Ahmed Abass, líder da equipe médica de MSF em Baidoa, examina uma criança na ala pediátrica geral do Hospital Regional da Baía, apoiado por MSF, em Baidoa, Somália. © Mohamed Ali Adan/MSF

O sistema de saúde da região luta com insumos limitados, incluindo recursos humanos e financeiros, medicamentos essenciais e suprimentos médicos. O conflito em curso dificulta ainda mais a prestação de cuidados de saúde, uma vez que permanece fora do alcance da maioria das pessoas, em áreas inacessíveis e afetadas por conflitos.

É preciso aumentar o investimento em infraestrutura médica urgentemente

“O estado atual da saúde materno-infantil na região da Baía, na Somália, exige atenção imediata. MSF pede às autoridades nacionais e organizações internacionais que invistam mais no fortalecimento do sistema de saúde, tanto no nível primário quanto no secundário, alocando recursos suficientes para melhorar o acesso a cuidados médicos para mulheres e crianças na região da Baía”, diz o coordenador de projeto de MSF na Somália, Pitchou K.

“As mortes maternas e neonatais podem ser evitadas, possibilitando que as mulheres grávidas tenham acesso a cuidados pré-natais mais perto de suas casas, reduzindo os encaminhamentos tardios para casos complicados, aumentando o número de mulheres que dão à luz em uma unidade de saúde e ampliando a conscientização sobre os serviços disponíveis. Ao mesmo tempo, a cobertura de vacinação e a triagem e apoio nutricional devem ser expandidos. Isso só é possível através do aumento do apoio financeiro, do envolvimento da comunidade e da melhoria da infraestrutura da cadeia de suprimentos sensíveis à temperatura”, acrescenta o Pitchou K.

Hani Yusuf, paciente pediátrico com 48 dias de vida, recebe a vacina BCG no Hospital Regional da Baía, apoiado por MSF, em Baidoa, Somália. © Mohamed Ali Adan/MSF

Desde 2018, MSF apoia o Hospital Regional da Baía em Baidoa, fornecendo uma variedade de serviços médicos para melhorar a saúde materno-infantil e responder a surtos de doenças. Fornecemos atendimento obstétrico e neonatal de emergência abrangente, garantindo partos seguros e oferecendo atendimento hospitalar e ambulatorial para mulheres grávidas e seus recém-nascidos. As equipes auxiliam aproximadamente 200 partos por mês.

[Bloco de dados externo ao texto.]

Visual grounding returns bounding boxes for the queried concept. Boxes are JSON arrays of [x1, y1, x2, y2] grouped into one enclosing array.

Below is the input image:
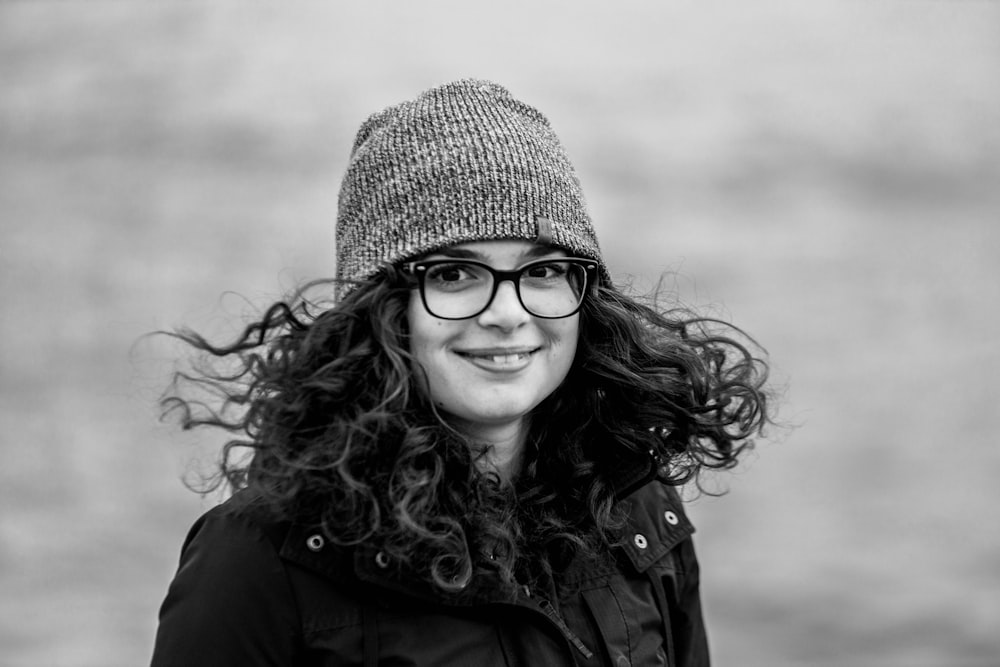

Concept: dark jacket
[[152, 474, 708, 667]]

Além disso, MSF administra sete centros de atendimento perto de acampamentos para pessoas deslocadas internamente, para fornecer cuidados de saúde primários e garantir encaminhamentos oportunos para serviços de saúde secundários.

Os desafios no acesso a cuidados de saúde para mulheres e crianças em Baidoa são multifatoriais, envolvendo segurança, economia, cultura e barreiras de infraestrutura. Embora os esforços de MSF e de algumas organizações tenham melhorado significativamente o acesso e os resultados dos cuidados de saúde, o apoio e o aprimoramento contínuos desses programas são essenciais.

O fortalecimento do sistema de saúde, o aumento da promoção de saúde e o enfrentamento de barreiras socioeconômicas podem abrir caminho para resultados de saúde melhores para as mulheres e crianças de Baidoa. O apoio contínuo da comunidade internacional é essencial para sustentar, expandir e descentralizar os serviços de saúde.

“Quando as pessoas ficam doentes, tudo o que precisam é de cuidados de emergência”, diz Faduma, mãe que vive na região da Baía.